You will be responsible for security design, ensuring alignment with enterprise strategy, architectural standards, and regulatory obligations. This is a hands‑on role requiring strong technical credibility, exceptional communication skills, and the ability to influence stakeholders across technology and security functions.

• Deliver high‑quality security design documentation aligned to functional/non‑functional requirements and enterprise architecture.
• Produce and maintain high-level designs, architecture patterns, decision records, risk logs, and design deviations.
• Ensure all solutions are architected to provide robust protection of application components, with strong consideration for network segmentation, micro‑segmentation, and secure communication flows.
• Drive secure‑by‑design principles and provide expert consultation to engineering squads and programme teams.
• Publish and present reference architectures and technical solutions to design authorities and senior stakeholders.

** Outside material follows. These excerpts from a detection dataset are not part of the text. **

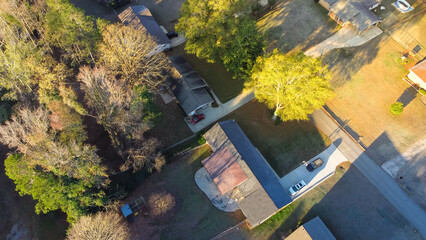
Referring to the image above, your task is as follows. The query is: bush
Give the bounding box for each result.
[390,102,404,115]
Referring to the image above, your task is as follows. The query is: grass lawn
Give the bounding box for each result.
[228,162,421,239]
[324,36,426,164]
[257,0,340,52]
[126,145,243,239]
[223,101,329,177]
[168,44,244,103]
[183,53,244,103]
[146,97,193,148]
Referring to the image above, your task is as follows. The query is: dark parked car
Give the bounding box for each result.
[306,158,324,172]
[191,114,204,125]
[166,32,178,39]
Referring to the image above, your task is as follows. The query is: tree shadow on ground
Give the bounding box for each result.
[323,34,387,88]
[365,132,400,166]
[397,87,417,107]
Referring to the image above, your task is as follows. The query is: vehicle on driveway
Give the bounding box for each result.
[191,114,205,125]
[98,0,131,9]
[288,180,306,196]
[306,158,324,172]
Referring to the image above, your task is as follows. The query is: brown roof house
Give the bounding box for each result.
[202,120,292,227]
[407,60,426,90]
[285,217,336,240]
[319,0,382,33]
[163,56,214,116]
[118,5,170,54]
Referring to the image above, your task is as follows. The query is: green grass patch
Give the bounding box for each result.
[183,54,244,103]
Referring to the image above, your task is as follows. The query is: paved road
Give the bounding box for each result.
[305,25,383,57]
[312,110,426,238]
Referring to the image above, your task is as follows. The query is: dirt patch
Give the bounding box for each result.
[0,145,68,240]
[125,147,242,239]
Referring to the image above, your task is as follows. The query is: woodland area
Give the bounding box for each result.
[0,0,170,223]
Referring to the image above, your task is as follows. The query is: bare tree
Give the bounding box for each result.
[67,211,130,240]
[99,24,170,90]
[78,66,165,171]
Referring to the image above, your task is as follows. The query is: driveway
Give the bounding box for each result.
[311,109,426,237]
[185,91,254,133]
[280,143,348,200]
[305,25,383,57]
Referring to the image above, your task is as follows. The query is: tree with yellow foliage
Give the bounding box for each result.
[246,50,333,121]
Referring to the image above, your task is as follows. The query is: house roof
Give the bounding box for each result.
[349,4,381,32]
[118,5,170,45]
[166,56,214,114]
[203,145,247,194]
[286,217,336,240]
[410,60,426,82]
[204,120,292,209]
[330,0,381,32]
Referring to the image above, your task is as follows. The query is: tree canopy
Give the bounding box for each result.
[176,0,265,78]
[246,50,333,121]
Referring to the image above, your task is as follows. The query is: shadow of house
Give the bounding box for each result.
[166,56,214,115]
[319,0,381,34]
[365,132,400,166]
[397,87,417,107]
[323,105,366,148]
[268,162,422,239]
[118,5,170,55]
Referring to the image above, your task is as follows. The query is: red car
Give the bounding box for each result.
[191,114,204,125]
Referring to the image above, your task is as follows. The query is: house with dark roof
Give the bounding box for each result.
[285,216,336,240]
[166,56,214,115]
[202,120,292,227]
[118,5,170,54]
[407,60,426,90]
[319,0,382,33]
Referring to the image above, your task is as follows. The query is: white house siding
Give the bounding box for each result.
[407,70,426,89]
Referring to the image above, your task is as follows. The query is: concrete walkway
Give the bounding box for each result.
[194,167,239,212]
[311,110,426,238]
[186,92,254,133]
[305,25,383,57]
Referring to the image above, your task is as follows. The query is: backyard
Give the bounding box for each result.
[221,101,330,177]
[220,162,421,240]
[126,145,243,239]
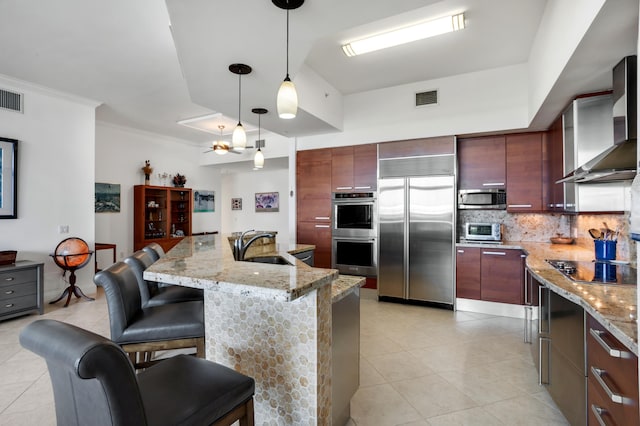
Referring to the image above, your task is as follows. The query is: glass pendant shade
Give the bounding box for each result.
[253,148,264,169]
[277,75,298,120]
[231,122,247,151]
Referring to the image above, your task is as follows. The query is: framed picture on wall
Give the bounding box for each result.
[193,189,216,213]
[0,138,18,219]
[231,198,242,210]
[256,192,280,212]
[95,182,120,213]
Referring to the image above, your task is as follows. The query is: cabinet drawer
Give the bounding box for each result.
[0,295,38,317]
[586,316,640,425]
[0,268,38,288]
[0,281,38,302]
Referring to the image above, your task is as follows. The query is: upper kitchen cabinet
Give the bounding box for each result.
[458,136,507,189]
[542,116,564,213]
[331,144,378,192]
[505,132,543,213]
[296,149,331,223]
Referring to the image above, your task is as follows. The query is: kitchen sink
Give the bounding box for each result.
[244,256,293,266]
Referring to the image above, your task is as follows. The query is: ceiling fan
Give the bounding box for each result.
[204,124,253,155]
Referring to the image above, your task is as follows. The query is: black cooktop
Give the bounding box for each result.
[547,259,636,285]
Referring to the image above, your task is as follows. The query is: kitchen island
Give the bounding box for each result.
[144,235,364,425]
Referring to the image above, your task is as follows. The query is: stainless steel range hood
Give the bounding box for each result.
[556,56,637,183]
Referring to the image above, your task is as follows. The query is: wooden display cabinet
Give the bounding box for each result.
[133,185,193,251]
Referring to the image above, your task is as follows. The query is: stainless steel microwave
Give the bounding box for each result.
[458,188,507,210]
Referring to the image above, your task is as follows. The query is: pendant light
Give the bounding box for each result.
[213,124,229,155]
[229,64,251,151]
[271,0,304,119]
[251,108,269,169]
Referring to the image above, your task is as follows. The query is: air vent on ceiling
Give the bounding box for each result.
[416,90,438,106]
[0,89,22,112]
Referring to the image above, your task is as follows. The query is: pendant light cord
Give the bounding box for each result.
[287,8,289,78]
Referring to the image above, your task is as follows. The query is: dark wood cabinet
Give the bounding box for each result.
[586,315,640,425]
[542,116,565,212]
[296,149,332,268]
[480,248,524,305]
[456,247,480,300]
[458,136,507,189]
[331,144,378,192]
[133,185,193,251]
[505,132,543,213]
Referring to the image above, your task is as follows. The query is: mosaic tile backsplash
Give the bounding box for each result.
[458,210,636,264]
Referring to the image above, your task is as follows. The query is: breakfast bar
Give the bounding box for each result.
[144,235,364,424]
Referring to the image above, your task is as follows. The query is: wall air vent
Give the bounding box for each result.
[416,90,438,106]
[0,89,23,112]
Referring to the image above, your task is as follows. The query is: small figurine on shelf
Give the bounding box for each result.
[142,160,153,185]
[173,173,187,188]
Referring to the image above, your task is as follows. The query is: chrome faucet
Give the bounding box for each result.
[233,229,276,260]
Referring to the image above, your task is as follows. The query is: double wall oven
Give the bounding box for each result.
[331,192,378,276]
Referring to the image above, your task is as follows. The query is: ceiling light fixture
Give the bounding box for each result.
[342,13,464,56]
[229,64,251,151]
[271,0,304,119]
[251,108,269,169]
[212,124,229,155]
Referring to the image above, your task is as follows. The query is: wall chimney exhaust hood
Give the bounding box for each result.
[556,56,637,183]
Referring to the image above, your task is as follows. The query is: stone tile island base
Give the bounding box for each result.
[204,286,331,425]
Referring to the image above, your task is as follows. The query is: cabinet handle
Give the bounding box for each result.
[591,366,628,404]
[589,328,631,358]
[591,404,608,426]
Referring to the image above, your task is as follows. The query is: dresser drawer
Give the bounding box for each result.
[0,295,38,317]
[586,316,640,425]
[0,268,38,288]
[0,281,38,301]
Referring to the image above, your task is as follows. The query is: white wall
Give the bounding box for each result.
[220,162,290,243]
[298,64,529,149]
[95,122,220,267]
[0,76,97,303]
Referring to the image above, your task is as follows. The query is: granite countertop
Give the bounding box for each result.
[457,241,638,355]
[144,234,338,301]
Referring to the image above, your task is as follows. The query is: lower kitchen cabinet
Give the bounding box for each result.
[456,247,524,305]
[456,247,480,300]
[586,315,640,425]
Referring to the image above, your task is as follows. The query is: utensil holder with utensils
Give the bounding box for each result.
[593,240,617,260]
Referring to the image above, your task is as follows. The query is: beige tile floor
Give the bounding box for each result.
[0,293,567,426]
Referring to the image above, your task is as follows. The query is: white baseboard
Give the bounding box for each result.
[456,298,538,319]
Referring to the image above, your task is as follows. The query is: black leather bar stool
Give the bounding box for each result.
[93,262,204,368]
[20,320,255,426]
[142,243,165,262]
[124,250,204,307]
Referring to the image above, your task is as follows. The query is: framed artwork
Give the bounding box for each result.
[95,182,120,213]
[193,189,216,213]
[231,198,242,210]
[0,138,18,219]
[256,192,280,212]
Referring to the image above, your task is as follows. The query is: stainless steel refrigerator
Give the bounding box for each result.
[378,156,456,308]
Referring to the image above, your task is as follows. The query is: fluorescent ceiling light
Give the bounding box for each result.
[342,13,464,56]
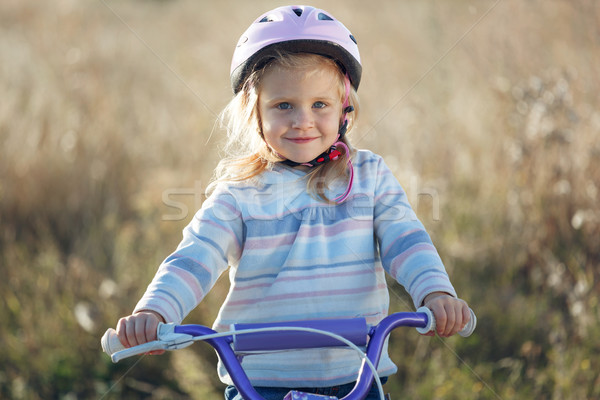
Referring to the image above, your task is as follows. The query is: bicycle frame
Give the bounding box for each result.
[102,307,476,400]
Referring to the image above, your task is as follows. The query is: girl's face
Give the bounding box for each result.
[258,67,342,163]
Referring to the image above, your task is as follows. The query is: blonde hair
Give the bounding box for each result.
[209,53,359,203]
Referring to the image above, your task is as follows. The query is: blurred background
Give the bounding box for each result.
[0,0,600,400]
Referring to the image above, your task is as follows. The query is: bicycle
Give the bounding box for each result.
[101,307,477,400]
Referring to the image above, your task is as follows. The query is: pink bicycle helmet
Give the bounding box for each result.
[231,6,362,93]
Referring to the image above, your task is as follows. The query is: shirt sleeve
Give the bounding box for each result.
[374,159,456,308]
[134,188,243,324]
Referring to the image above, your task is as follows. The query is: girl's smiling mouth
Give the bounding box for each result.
[286,137,317,144]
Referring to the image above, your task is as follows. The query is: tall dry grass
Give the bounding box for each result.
[0,0,600,399]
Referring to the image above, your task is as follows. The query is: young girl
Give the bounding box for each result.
[117,6,469,399]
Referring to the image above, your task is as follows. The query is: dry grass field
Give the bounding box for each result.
[0,0,600,400]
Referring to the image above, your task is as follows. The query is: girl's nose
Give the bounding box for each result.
[292,108,314,129]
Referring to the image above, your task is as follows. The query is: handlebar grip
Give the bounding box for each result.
[417,307,477,337]
[100,328,125,356]
[458,308,477,337]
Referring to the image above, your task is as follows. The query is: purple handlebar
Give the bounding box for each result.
[233,318,369,352]
[175,312,428,400]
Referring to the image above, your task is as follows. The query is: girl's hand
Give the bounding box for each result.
[116,311,165,355]
[423,292,471,337]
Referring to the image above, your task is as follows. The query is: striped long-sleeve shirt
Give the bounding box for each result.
[135,150,456,387]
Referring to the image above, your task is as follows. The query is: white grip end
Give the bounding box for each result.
[417,307,477,337]
[100,328,125,356]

• Champion architectural governance across reference architectures, HLDs, patterns, and architectural decisions.
• Present technical artefacts for approval at technical and security design authorities.
• Ensure appropriate peer review and documentation quality control.

• Identify, track, and communicate technical risks, design issues, and dependencies.
• Provide clear, actionable remediation strategies.
• Map design decisions to residual risks and articulate business/technical trade‑offs.

• Hands‑on experience securing modern application architectures (microservices, containerised/K8s environments, cloud‑native systems).
• Strong background in application security testing (AST) including SAST, DAST, IAST, MAST, and container/K8s scanning.
• Expertise with Software Composition Analysis (SCA) tools and supply‑chain security.
• Skilled in building and optimising CI/CD‑integrated security pipelines (GitHub Actions, GitLab, Jenkins, Azure DevOps, etc.).
• Strong threat‑modelling capability and deep understanding of secure SDLC.
• Ability to evaluate, design, and integrate enterprise AppSec platforms including SCA/AST tooling, SBOM solutions, and vulnerability workflows.
• Experience guiding engineering teams through vulnerability remediation and secure coding best practices.
• Familiarity with industry frameworks such as OWASP SAMM, ASVS, CSA, NIST SSDF, SLSA.

• A confident communicator capable of presenting deep technical content to both engineers and senior leadership.
• Someone who brings strong documentation discipline and architectural rigour.
• A collaborator with broad IT knowledge and the ability to work effectively with non‑security SMEs.
• A technical leader who can represent Cyber Services at governance boards and design authorities.
• Experience in both operational and transformation security environments is highly desirable.

This is an opportunity to influence and shape security architecture across one of the UK's largest retail banks. Working on major strategic programmes, you’ll have a significant platform to contribute technical leadership, improve enterprise security posture, and enable secure transformation at scale.